Arild Sundfjord

Research scientist / oceanography
Arild Sundfjord
+47 77750535
+47 47304197
Tromsø
Norwegian Polar Institute
Publications
Projects

Current activities

ICE-Fluxes - Study on the quantification and relevance of interactions and fluxes between sea ice, atmosphere and ocean in the Arctic (PI).

Sea Ice in the Arctic Ocean, Technology and Systems of Agreements - a Fram Centre flagship project (PI).

AWAKE-II - Arctic climate and environments of the Nordic Seas and the Svalbard - Greenland Area.

A-TWAIN - Long-term variability and trends in the Atlantic Water inflow region.

ModOIE - Mesoscale modeling of Ice, Ocean and Ecology of the Arctic Ocean.

Carbon bridge - Bridging marine productivity regimes: How Atlantic advective inflow affects productivity, carbon cycling and export in a melting Arctic Ocean.

Career

  • Presently - Research scientist, Norwegian Polar Institute, Tromsø
  • 2007-2009 Research scientist at Norwegian institute for water research (NIVA), Tromsø
  • 2003-2007 PhD student at University of Bergen/Norwegian Polar Institute, Tromsø
  • 2001-2003 Research scientist at Norwegian institute for water research (NIVA), Bergen/Tromsø
  • 1999-2001 Research assistant at Norwegian institute for water research (NIVA), Bergen
  • 1998 Research assistant at UNIS, Longyearbyen and NIVA, Bergen
  • 1994-1997 MSc student of Physical Oceanography at University of Bergen

Areas of interest and expertise

Upper-ocean vertical mixing processes are highly important for ocean dynamics on a wide range of scales.
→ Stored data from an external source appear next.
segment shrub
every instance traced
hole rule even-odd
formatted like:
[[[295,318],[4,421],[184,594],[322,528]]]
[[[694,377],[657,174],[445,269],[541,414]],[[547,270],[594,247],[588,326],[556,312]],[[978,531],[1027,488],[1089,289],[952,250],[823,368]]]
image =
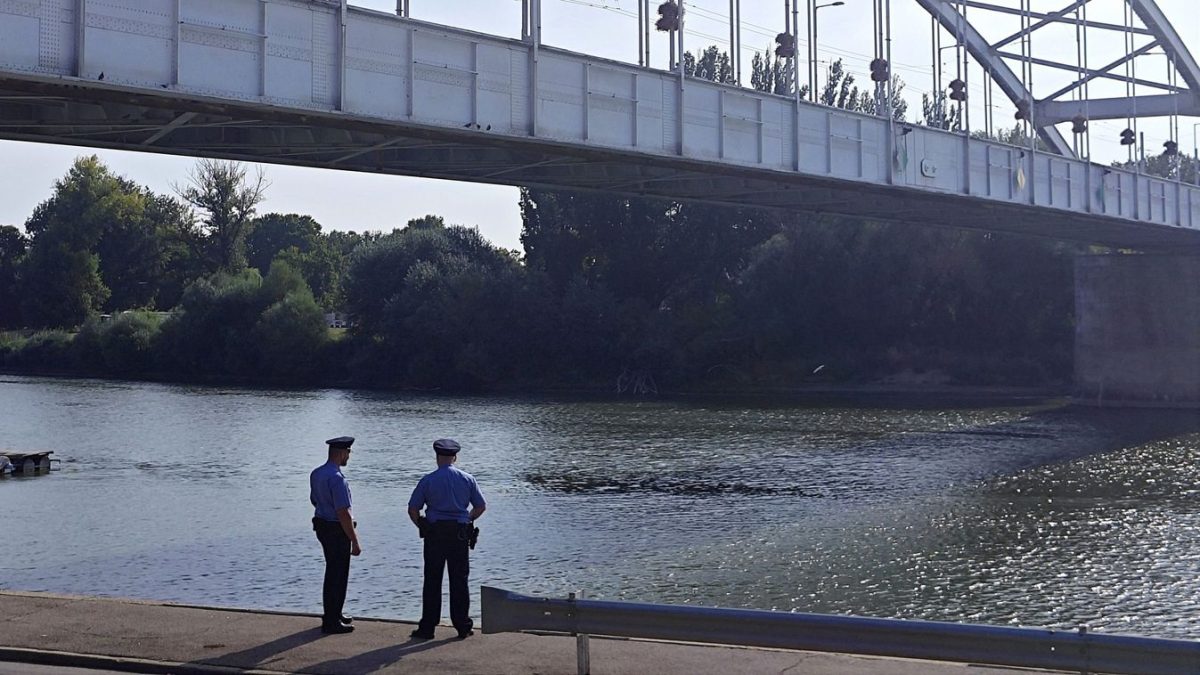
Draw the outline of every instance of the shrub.
[[[117,375],[151,370],[161,327],[160,315],[147,311],[122,312],[104,324],[100,331],[104,367]]]

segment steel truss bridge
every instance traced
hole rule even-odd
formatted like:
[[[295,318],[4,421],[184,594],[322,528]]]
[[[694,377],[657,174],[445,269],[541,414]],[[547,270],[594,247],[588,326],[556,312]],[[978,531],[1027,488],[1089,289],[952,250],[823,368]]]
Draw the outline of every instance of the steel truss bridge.
[[[1137,21],[1087,25],[1089,0],[1019,2],[904,4],[1029,110],[1049,151],[548,47],[540,0],[524,0],[519,40],[411,18],[405,0],[396,14],[344,0],[0,0],[0,138],[1200,249],[1200,187],[1079,159],[1061,131],[1081,116],[1200,114],[1200,68],[1162,11],[1092,0]],[[977,30],[1013,12],[1016,35]],[[1129,48],[1095,68],[1057,63],[1029,49],[1051,24],[1118,30]],[[1168,56],[1166,83],[1129,72],[1152,49]],[[1037,98],[1017,57],[1075,84]],[[1100,79],[1162,93],[1081,95]]]

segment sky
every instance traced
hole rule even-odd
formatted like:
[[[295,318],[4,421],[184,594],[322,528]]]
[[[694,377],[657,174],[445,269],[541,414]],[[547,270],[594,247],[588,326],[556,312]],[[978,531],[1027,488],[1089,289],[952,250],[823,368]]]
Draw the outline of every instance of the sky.
[[[659,0],[652,0],[652,9]],[[825,4],[828,0],[822,0]],[[920,96],[933,88],[931,81],[930,18],[915,0],[890,0],[892,14],[892,62],[894,72],[907,83],[910,119],[920,110]],[[743,80],[749,80],[753,53],[773,48],[774,35],[783,30],[784,0],[740,0]],[[1173,23],[1194,57],[1200,57],[1200,20],[1195,0],[1158,0],[1159,7]],[[351,0],[351,4],[379,11],[394,12],[394,0]],[[1018,6],[1017,0],[996,0],[996,4]],[[1065,0],[1032,0],[1034,10],[1061,9]],[[543,42],[571,51],[594,54],[626,62],[637,62],[638,0],[542,0]],[[873,58],[872,0],[844,0],[841,6],[818,10],[820,35],[818,59],[822,69],[830,60],[842,58],[847,69],[867,79],[867,63]],[[1122,22],[1121,0],[1093,0],[1090,21]],[[722,49],[729,43],[729,0],[686,0],[688,51],[716,44]],[[519,37],[520,0],[411,0],[414,19],[449,24],[505,37]],[[800,53],[806,53],[803,39],[804,4],[800,8]],[[972,10],[974,11],[974,10]],[[978,21],[977,15],[969,14]],[[993,40],[1017,32],[1016,18],[989,13],[980,22],[985,37]],[[1121,33],[1093,33],[1089,41],[1088,64],[1095,67],[1115,60],[1124,53]],[[944,35],[942,45],[954,44]],[[1139,43],[1140,44],[1140,43]],[[667,48],[664,34],[651,37],[651,61],[665,66]],[[1018,51],[1014,43],[1012,50]],[[1074,63],[1074,31],[1054,27],[1035,32],[1033,53]],[[944,72],[954,70],[953,48],[944,48],[940,58]],[[1157,64],[1157,65],[1156,65]],[[973,67],[972,67],[973,68]],[[1149,55],[1138,60],[1137,76],[1162,80],[1166,59]],[[803,75],[804,69],[801,73]],[[1074,76],[1046,68],[1034,69],[1035,94],[1046,87],[1060,86]],[[948,83],[953,75],[945,76]],[[972,128],[982,126],[984,118],[982,78],[977,69],[969,70],[970,116]],[[1124,85],[1096,85],[1093,98],[1124,95]],[[1148,93],[1140,91],[1139,93]],[[1157,92],[1153,92],[1157,93]],[[1013,124],[1012,105],[996,92],[994,120],[998,127]],[[1200,118],[1181,117],[1178,121],[1180,149],[1190,152]],[[1126,149],[1118,142],[1125,127],[1123,120],[1093,122],[1091,155],[1096,161],[1125,159]],[[1169,137],[1165,120],[1143,122],[1147,152],[1160,148]],[[115,173],[155,192],[169,194],[173,185],[186,183],[195,160],[151,153],[96,150],[61,145],[0,141],[0,224],[21,225],[34,207],[50,196],[54,182],[61,178],[72,160],[80,155],[96,154]],[[440,215],[447,223],[477,227],[498,246],[520,249],[521,217],[517,189],[422,178],[372,175],[348,171],[308,169],[265,165],[270,187],[260,213],[272,211],[303,213],[314,217],[326,230],[383,230],[403,226],[409,219],[426,214]]]

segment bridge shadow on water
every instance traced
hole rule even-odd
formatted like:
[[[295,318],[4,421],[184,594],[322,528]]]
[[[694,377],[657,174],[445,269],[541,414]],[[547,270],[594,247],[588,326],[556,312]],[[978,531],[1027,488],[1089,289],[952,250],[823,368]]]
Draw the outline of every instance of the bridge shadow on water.
[[[1055,457],[1053,453],[1047,456],[1053,462],[1200,434],[1200,410],[1096,408],[1071,404],[1037,410],[1011,422],[943,433],[1028,439],[1033,446],[1039,442],[1063,445],[1064,456]],[[1070,443],[1064,444],[1068,435]]]

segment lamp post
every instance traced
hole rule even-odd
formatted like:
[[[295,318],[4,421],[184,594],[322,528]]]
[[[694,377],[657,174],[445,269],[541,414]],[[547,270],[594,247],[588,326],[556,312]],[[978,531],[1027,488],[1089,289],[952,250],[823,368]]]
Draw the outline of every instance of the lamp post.
[[[1196,185],[1200,185],[1200,146],[1196,144],[1196,127],[1200,127],[1200,122],[1192,125],[1192,170],[1196,172]]]
[[[939,42],[940,42],[940,40],[939,40]],[[942,57],[942,52],[946,51],[947,49],[957,50],[958,45],[952,44],[952,45],[942,45],[940,47],[936,47],[935,50],[937,51],[937,63],[933,64],[933,108],[934,108],[935,114],[937,115],[937,123],[939,125],[941,125],[942,127],[946,126],[946,118],[945,118],[946,110],[944,108],[944,104],[946,102],[946,90],[945,90],[945,88],[942,87],[942,69],[943,69],[942,67],[945,64],[945,59]],[[955,61],[955,66],[957,67],[957,65],[958,65],[958,53],[957,52],[954,54],[954,61]]]
[[[823,5],[814,5],[813,6],[813,11],[812,11],[812,18],[813,18],[813,21],[812,21],[812,24],[813,24],[812,25],[812,72],[811,72],[812,76],[809,78],[808,89],[812,95],[812,100],[814,102],[817,100],[817,79],[818,79],[818,77],[817,77],[817,35],[818,35],[817,12],[821,11],[821,9],[823,9],[825,7],[841,7],[844,4],[846,4],[846,3],[842,2],[842,0],[837,0],[836,2],[827,2]]]

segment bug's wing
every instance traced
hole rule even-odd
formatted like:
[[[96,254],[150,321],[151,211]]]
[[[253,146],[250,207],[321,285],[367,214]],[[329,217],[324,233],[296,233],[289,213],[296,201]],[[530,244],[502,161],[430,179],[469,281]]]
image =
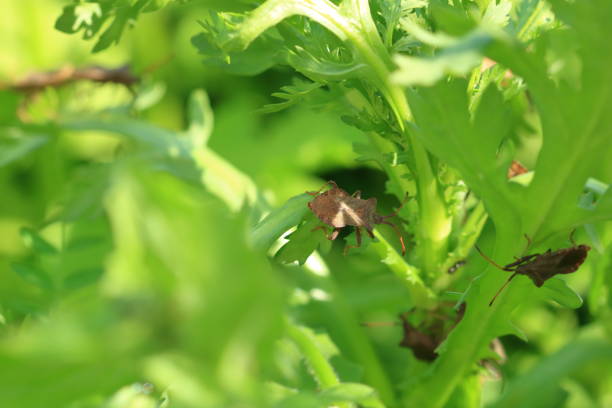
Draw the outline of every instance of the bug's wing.
[[[334,219],[334,226],[335,222],[342,222],[343,226],[354,225],[355,227],[367,227],[364,212],[359,203],[348,199],[339,203],[339,211],[338,214],[336,214],[336,219]]]
[[[346,225],[342,214],[338,215],[341,212],[339,202],[325,193],[311,201],[308,207],[327,225],[336,228]]]
[[[342,227],[346,227],[347,225],[352,225],[349,222],[347,222],[348,220],[346,216],[346,211],[344,211],[342,207],[343,207],[343,204],[340,203],[337,206],[336,211],[333,214],[330,214],[329,222],[326,221],[329,225],[335,228],[342,228]]]
[[[325,208],[319,218],[334,228],[343,228],[350,224],[344,210],[345,201],[350,199],[350,195],[341,188],[329,190],[325,197]]]
[[[539,255],[533,262],[520,268],[537,287],[555,275],[575,272],[586,258],[586,251],[580,248],[566,248]]]
[[[399,343],[400,347],[407,347],[412,350],[414,356],[419,360],[433,361],[438,356],[436,347],[440,344],[430,334],[424,333],[414,327],[406,316],[400,315],[404,337]]]
[[[589,248],[590,249],[590,248]],[[559,256],[558,268],[559,273],[572,273],[580,268],[588,254],[588,249],[583,246],[567,248],[563,254]]]
[[[559,273],[554,264],[533,262],[521,268],[521,274],[529,276],[533,283],[539,288],[544,282]]]

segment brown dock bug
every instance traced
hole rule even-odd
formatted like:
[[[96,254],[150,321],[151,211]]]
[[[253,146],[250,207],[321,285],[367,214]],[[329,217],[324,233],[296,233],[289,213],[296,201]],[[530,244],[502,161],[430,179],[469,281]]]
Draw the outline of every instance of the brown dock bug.
[[[417,326],[408,320],[410,312],[400,314],[404,335],[399,346],[411,349],[418,360],[435,360],[438,357],[436,349],[461,321],[465,308],[466,304],[462,303],[457,310],[451,312],[448,305],[442,303],[437,310],[426,311],[425,318]],[[454,318],[450,316],[452,313]]]
[[[321,192],[327,185],[330,185],[331,188]],[[376,198],[372,197],[364,200],[361,198],[361,191],[359,190],[355,191],[353,195],[349,195],[349,193],[338,187],[334,181],[328,181],[319,191],[307,191],[306,193],[315,196],[314,200],[308,203],[308,208],[310,208],[321,221],[334,228],[331,234],[326,235],[327,239],[330,241],[335,240],[340,230],[346,226],[351,225],[355,227],[357,245],[347,245],[344,248],[345,255],[350,248],[358,248],[361,246],[362,227],[365,228],[371,238],[374,238],[372,230],[376,224],[387,224],[391,226],[399,237],[400,244],[402,245],[402,255],[406,254],[404,238],[399,228],[395,224],[386,221],[386,219],[397,215],[406,200],[404,200],[395,213],[391,215],[379,215],[376,213]],[[322,225],[314,228],[313,231],[317,229],[325,232],[325,227]]]
[[[573,234],[573,232],[572,232]],[[527,235],[525,235],[529,243],[531,240]],[[476,246],[476,250],[480,253],[480,255],[491,265],[495,266],[502,271],[513,272],[512,275],[508,278],[508,280],[502,285],[501,288],[497,291],[493,299],[489,302],[489,306],[493,305],[493,302],[497,298],[497,296],[501,293],[502,290],[516,275],[526,275],[528,276],[533,283],[539,288],[544,282],[555,275],[558,274],[568,274],[575,272],[580,265],[586,259],[589,250],[591,249],[588,245],[576,245],[572,236],[570,235],[570,241],[573,246],[569,248],[558,249],[556,251],[548,250],[543,254],[531,254],[525,255],[520,258],[516,258],[516,261],[509,263],[506,266],[499,266],[495,263],[491,258],[486,256],[478,246]]]

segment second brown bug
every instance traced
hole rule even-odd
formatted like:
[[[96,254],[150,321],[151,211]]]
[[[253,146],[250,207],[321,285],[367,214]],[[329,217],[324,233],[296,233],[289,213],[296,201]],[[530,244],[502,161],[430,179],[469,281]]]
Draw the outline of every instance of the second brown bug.
[[[573,235],[573,231],[572,231]],[[497,291],[493,299],[489,302],[489,306],[493,305],[497,296],[501,291],[510,283],[516,275],[528,276],[533,283],[539,288],[544,285],[544,282],[555,275],[568,274],[578,270],[580,265],[585,261],[591,247],[588,245],[576,245],[574,239],[570,235],[570,241],[572,246],[569,248],[562,248],[556,251],[548,250],[543,254],[531,254],[525,255],[521,258],[516,258],[515,262],[509,263],[506,266],[500,266],[494,262],[491,258],[486,256],[480,248],[476,245],[476,250],[480,255],[491,265],[498,269],[506,272],[513,272],[512,275],[506,280],[506,283],[502,285]],[[528,246],[531,240],[527,235]]]
[[[327,191],[321,192],[326,186],[331,186]],[[406,245],[399,228],[386,219],[395,217],[404,203],[391,215],[379,215],[376,213],[376,198],[361,198],[361,191],[355,191],[352,195],[338,187],[334,181],[328,181],[319,191],[307,191],[307,194],[315,196],[314,200],[308,203],[308,208],[325,224],[334,228],[327,239],[333,241],[338,238],[340,230],[346,226],[355,227],[355,238],[357,245],[347,245],[344,249],[346,254],[350,248],[361,246],[361,228],[363,227],[371,238],[374,238],[372,230],[376,224],[386,224],[391,226],[399,237],[402,246],[402,255],[406,254]],[[406,200],[404,200],[405,202]],[[313,229],[321,229],[325,232],[325,227],[318,226]]]

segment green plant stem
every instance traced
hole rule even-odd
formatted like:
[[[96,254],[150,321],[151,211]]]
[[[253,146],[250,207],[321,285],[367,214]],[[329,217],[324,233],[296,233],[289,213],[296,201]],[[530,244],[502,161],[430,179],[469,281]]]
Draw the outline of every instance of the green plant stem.
[[[387,139],[384,139],[382,136],[374,132],[369,132],[368,138],[370,139],[370,145],[374,147],[380,154],[387,153],[394,149],[393,143],[389,142]],[[402,192],[409,192],[409,181],[408,179],[402,177],[402,173],[405,173],[407,169],[404,166],[394,166],[391,163],[381,160],[379,162],[380,166],[389,177],[389,181],[395,184],[395,186],[400,189]],[[402,200],[403,197],[397,197],[398,200]]]
[[[334,368],[329,364],[325,356],[319,351],[315,344],[315,339],[310,333],[299,326],[292,323],[287,323],[287,334],[298,347],[306,363],[310,367],[311,374],[319,384],[322,390],[340,384],[340,379],[336,375]],[[351,404],[339,402],[336,404],[340,408],[350,408]]]
[[[312,375],[322,389],[340,384],[334,368],[319,351],[315,344],[315,339],[312,338],[310,333],[299,326],[287,323],[287,334],[306,359],[308,366],[312,370]]]
[[[353,309],[338,290],[333,276],[314,273],[305,265],[313,279],[312,284],[330,294],[330,299],[321,304],[324,308],[324,325],[336,345],[350,360],[363,367],[363,382],[377,390],[380,399],[388,406],[397,406],[397,397],[378,355],[369,338],[359,325]]]
[[[527,34],[529,34],[535,23],[538,21],[538,18],[542,16],[542,13],[546,10],[545,3],[543,0],[540,0],[538,5],[534,8],[533,12],[529,16],[529,18],[525,21],[525,24],[521,27],[517,34],[517,38],[521,41],[526,40]]]
[[[228,49],[246,49],[268,28],[293,15],[304,15],[321,24],[338,38],[346,40],[348,21],[328,0],[267,0],[257,7],[240,26],[237,35],[228,39]]]
[[[355,1],[360,4],[363,3],[363,1]],[[362,21],[362,26],[372,27],[374,23],[371,21],[369,8],[367,9],[368,13],[364,13],[365,9],[365,6],[360,6],[361,12],[359,13],[359,17]],[[368,35],[367,38],[371,39],[374,34],[368,32],[366,35]],[[400,129],[404,131],[405,138],[412,148],[416,166],[415,176],[420,212],[418,235],[421,245],[419,247],[419,258],[422,260],[423,269],[426,275],[435,276],[438,273],[440,263],[446,257],[448,236],[450,235],[452,220],[447,215],[446,205],[440,193],[438,181],[434,175],[427,151],[413,135],[406,131],[405,123],[412,119],[408,101],[404,91],[399,86],[390,83],[390,67],[392,67],[392,63],[390,62],[391,58],[378,37],[378,33],[375,35],[378,38],[378,41],[376,41],[376,50],[372,49],[370,46],[374,41],[366,41],[360,33],[351,31],[347,33],[347,38],[355,45],[362,59],[376,74],[378,78],[377,83],[389,105],[395,112],[398,125]],[[392,173],[393,171],[388,173],[389,177],[394,177]]]
[[[468,253],[474,247],[476,240],[480,236],[480,232],[482,231],[487,218],[489,218],[487,211],[485,210],[482,201],[480,201],[478,204],[476,204],[468,216],[465,224],[463,224],[461,233],[459,234],[459,243],[457,244],[457,248],[444,263],[445,270],[468,256]]]
[[[518,227],[519,223],[508,222],[507,226],[497,227],[498,249],[494,259],[512,259],[524,246]],[[513,302],[505,302],[502,297],[516,296],[515,287],[508,287],[496,302],[489,306],[489,296],[495,293],[507,276],[498,273],[493,267],[485,270],[467,296],[466,314],[451,332],[446,341],[445,351],[435,362],[431,376],[417,384],[405,400],[406,407],[442,408],[455,387],[462,381],[472,364],[480,358],[494,336],[510,330],[503,330],[506,321],[500,321],[503,312],[508,312]]]
[[[436,304],[435,295],[423,283],[419,269],[406,262],[404,257],[396,252],[378,229],[374,230],[374,236],[378,242],[372,242],[370,245],[378,253],[378,256],[384,259],[384,263],[391,272],[406,286],[412,303],[425,309],[433,308]]]
[[[426,276],[435,277],[446,258],[452,219],[448,216],[427,152],[414,136],[410,139],[417,168],[420,254]]]
[[[406,131],[406,122],[412,119],[412,114],[403,89],[390,81],[394,65],[378,34],[368,1],[348,0],[339,9],[328,0],[268,0],[252,12],[234,37],[228,39],[226,48],[244,49],[263,31],[292,15],[303,15],[318,22],[351,45],[369,68],[367,80],[388,101],[414,155],[420,211],[418,258],[423,262],[425,273],[435,276],[446,255],[451,219],[428,153]]]
[[[347,301],[337,290],[330,306],[328,325],[334,325],[337,332],[342,333],[342,343],[338,347],[349,359],[363,367],[363,381],[375,388],[380,399],[389,406],[397,405],[397,397],[389,381],[384,367],[381,365],[376,351],[354,315]]]
[[[474,244],[480,236],[480,232],[485,225],[485,222],[489,218],[484,204],[480,201],[476,207],[470,213],[467,221],[461,227],[459,233],[457,247],[448,254],[446,261],[442,264],[441,270],[443,272],[448,271],[457,262],[465,260],[468,254],[474,247]],[[450,284],[459,277],[460,274],[449,275],[448,273],[442,273],[438,276],[435,283],[433,284],[434,289],[444,290],[450,286]]]

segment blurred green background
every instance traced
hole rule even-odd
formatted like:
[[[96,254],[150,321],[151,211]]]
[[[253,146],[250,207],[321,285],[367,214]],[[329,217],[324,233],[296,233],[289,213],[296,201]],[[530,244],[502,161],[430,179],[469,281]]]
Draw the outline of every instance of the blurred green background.
[[[324,109],[258,112],[294,73],[237,77],[204,66],[191,44],[207,10],[198,2],[143,14],[119,45],[92,54],[92,41],[54,29],[63,1],[0,1],[0,82],[69,64],[128,64],[142,76],[138,106],[116,84],[48,89],[25,105],[22,95],[0,91],[0,406],[320,406],[317,383],[281,335],[287,311],[317,329],[302,334],[342,381],[379,392],[409,383],[423,363],[397,347],[399,327],[359,326],[413,306],[383,264],[360,253],[343,258],[336,242],[327,266],[279,266],[246,239],[254,215],[241,210],[243,200],[263,212],[327,179],[382,198],[382,213],[396,205],[384,174],[355,161],[352,144],[365,136]],[[165,138],[185,137],[195,122],[196,89],[208,94],[208,147],[223,162],[203,171],[211,186],[229,178],[229,191],[202,189],[190,176],[197,165],[173,155]],[[16,116],[20,107],[26,120]],[[115,122],[109,112],[137,119]],[[160,145],[140,138],[153,128],[166,129]],[[610,248],[612,228],[600,232]],[[610,257],[585,265],[570,284],[586,296],[592,280],[605,279],[597,271]],[[502,338],[504,378],[530,372],[577,336],[611,330],[609,314],[595,320],[589,302],[575,311],[526,303],[516,324],[529,342]],[[588,352],[573,354],[584,353],[587,367],[557,363],[573,375],[550,398],[612,406],[609,360]],[[387,374],[377,374],[374,360]],[[485,402],[502,387],[487,378]]]

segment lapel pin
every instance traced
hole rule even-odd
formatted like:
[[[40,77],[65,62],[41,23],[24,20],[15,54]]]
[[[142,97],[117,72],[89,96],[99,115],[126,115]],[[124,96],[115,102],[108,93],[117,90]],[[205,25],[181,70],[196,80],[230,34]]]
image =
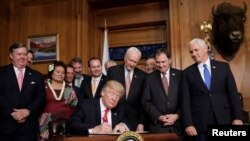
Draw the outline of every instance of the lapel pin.
[[[213,69],[216,69],[216,66],[213,66]]]

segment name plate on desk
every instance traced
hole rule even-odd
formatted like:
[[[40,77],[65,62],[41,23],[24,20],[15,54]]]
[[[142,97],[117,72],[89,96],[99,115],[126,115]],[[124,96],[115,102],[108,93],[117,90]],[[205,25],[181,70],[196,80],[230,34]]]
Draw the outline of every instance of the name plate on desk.
[[[144,140],[140,134],[132,131],[126,131],[117,138],[117,141],[144,141]]]

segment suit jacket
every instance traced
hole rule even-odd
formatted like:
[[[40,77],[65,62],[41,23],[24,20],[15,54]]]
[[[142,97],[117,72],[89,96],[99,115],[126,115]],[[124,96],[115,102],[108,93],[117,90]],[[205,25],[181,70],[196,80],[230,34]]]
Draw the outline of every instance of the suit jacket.
[[[81,94],[80,94],[80,88],[76,87],[75,85],[72,84],[71,86],[74,90],[75,90],[75,93],[76,93],[76,97],[77,99],[80,99],[81,97]]]
[[[26,67],[20,92],[13,65],[0,68],[0,134],[38,133],[38,117],[45,103],[45,86],[41,73]],[[24,123],[11,116],[13,109],[28,109]]]
[[[82,82],[83,82],[83,80],[84,80],[86,77],[88,77],[88,76],[89,76],[89,75],[87,75],[87,74],[82,74],[82,77],[83,77]],[[75,85],[75,81],[76,81],[76,77],[73,78],[72,86],[77,87],[77,86]],[[81,84],[82,84],[82,82],[81,82]],[[81,85],[81,84],[80,84],[80,85]],[[79,88],[79,87],[77,87],[77,88]]]
[[[124,71],[124,65],[111,67],[108,70],[108,80],[117,80],[126,88]],[[124,95],[120,100],[125,106],[125,120],[130,121],[130,125],[132,125],[129,127],[130,130],[136,130],[137,124],[144,122],[144,112],[141,105],[144,81],[145,73],[139,68],[135,68],[128,97],[126,99],[126,95]]]
[[[232,124],[243,119],[236,83],[228,63],[211,60],[211,88],[207,89],[197,64],[186,68],[182,78],[184,127],[194,125],[206,132],[208,124]]]
[[[112,128],[123,121],[123,110],[119,105],[111,109]],[[101,124],[100,99],[84,99],[66,124],[70,134],[87,135],[88,129]]]
[[[92,93],[91,78],[92,78],[91,76],[88,76],[88,77],[85,77],[85,79],[83,80],[81,87],[80,87],[80,93],[81,93],[80,100],[92,99],[92,98],[99,99],[101,97],[102,87],[104,86],[107,80],[106,76],[102,75],[100,82],[96,88],[95,97],[93,97],[93,93]]]
[[[149,115],[149,130],[152,132],[177,132],[180,128],[175,128],[175,126],[179,126],[179,123],[170,127],[163,126],[163,123],[158,121],[161,115],[179,114],[181,71],[170,68],[169,79],[169,89],[168,94],[166,94],[160,71],[156,70],[146,77],[142,103]]]

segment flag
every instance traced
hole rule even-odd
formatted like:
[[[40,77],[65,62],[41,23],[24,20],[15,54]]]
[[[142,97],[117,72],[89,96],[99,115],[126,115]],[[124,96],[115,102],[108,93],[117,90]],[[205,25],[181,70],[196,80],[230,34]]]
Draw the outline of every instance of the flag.
[[[103,40],[103,50],[102,50],[102,73],[107,75],[105,70],[105,62],[109,60],[109,47],[108,47],[108,29],[104,29],[104,40]]]

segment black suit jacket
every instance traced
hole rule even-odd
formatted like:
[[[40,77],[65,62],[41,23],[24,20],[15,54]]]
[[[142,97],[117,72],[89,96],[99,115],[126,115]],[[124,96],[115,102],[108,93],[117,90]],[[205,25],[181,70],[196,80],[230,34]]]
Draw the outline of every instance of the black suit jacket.
[[[86,77],[89,77],[89,75],[87,75],[87,74],[82,74],[82,77],[83,77],[83,80],[84,80]],[[73,78],[73,81],[72,81],[72,86],[77,87],[77,86],[75,85],[75,80],[76,80],[76,78],[74,77],[74,78]],[[83,82],[83,80],[82,80],[82,82]],[[82,84],[82,82],[81,82],[81,84]],[[78,88],[78,87],[77,87],[77,88]]]
[[[105,75],[102,75],[100,82],[99,82],[97,89],[96,89],[95,97],[93,97],[93,93],[92,93],[91,78],[92,78],[91,76],[85,77],[85,79],[83,80],[83,82],[81,84],[81,87],[80,87],[80,93],[82,96],[80,98],[81,100],[82,99],[92,99],[92,98],[99,99],[101,97],[101,90],[107,81],[107,77]]]
[[[0,69],[0,134],[38,133],[38,117],[44,103],[45,86],[42,74],[26,67],[20,92],[13,65]],[[24,123],[18,123],[12,118],[14,108],[30,111]]]
[[[169,130],[177,132],[175,126],[179,126],[179,123],[176,123],[171,129],[170,126],[163,126],[163,123],[158,121],[161,115],[179,114],[181,71],[170,68],[169,79],[169,91],[166,94],[160,71],[156,70],[146,77],[142,103],[149,115],[149,129],[152,132],[168,132]]]
[[[108,70],[108,80],[119,81],[126,88],[124,71],[124,65],[111,67]],[[144,81],[145,73],[139,68],[135,68],[128,97],[126,99],[124,94],[120,100],[125,106],[125,120],[130,121],[130,125],[132,125],[129,127],[130,130],[136,130],[137,124],[143,124],[144,122],[144,112],[141,105]]]
[[[119,105],[111,110],[112,128],[123,122],[123,110]],[[66,129],[70,134],[87,135],[88,129],[101,124],[100,99],[84,99],[68,123]]]
[[[210,90],[197,64],[191,65],[183,72],[181,90],[185,128],[194,125],[198,132],[206,132],[209,123],[232,124],[233,119],[243,119],[236,83],[228,63],[211,60]]]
Turbulence affects stratification and ice melt and formation, and thus also contributes to the horizontal density gradients that are important for the large-scale oceanic circulation. In addition to vertical exchange of heat and salt, nutrients for primary production and dissolved CO2 are among the other important constituents that are affected by varying vertical mixing driven by wind, tidal current shear, internal waves etc.

Field studies linking vertical processes with their driving forces and the resulting impact on biology and chemistry are important. I also work with regional- and local-scale numerical ocean modeling, including ice and biological modules, with the goal of improvement of vertical parameterizations as well as better understanding of fundamental exchange processes in Arctic regions.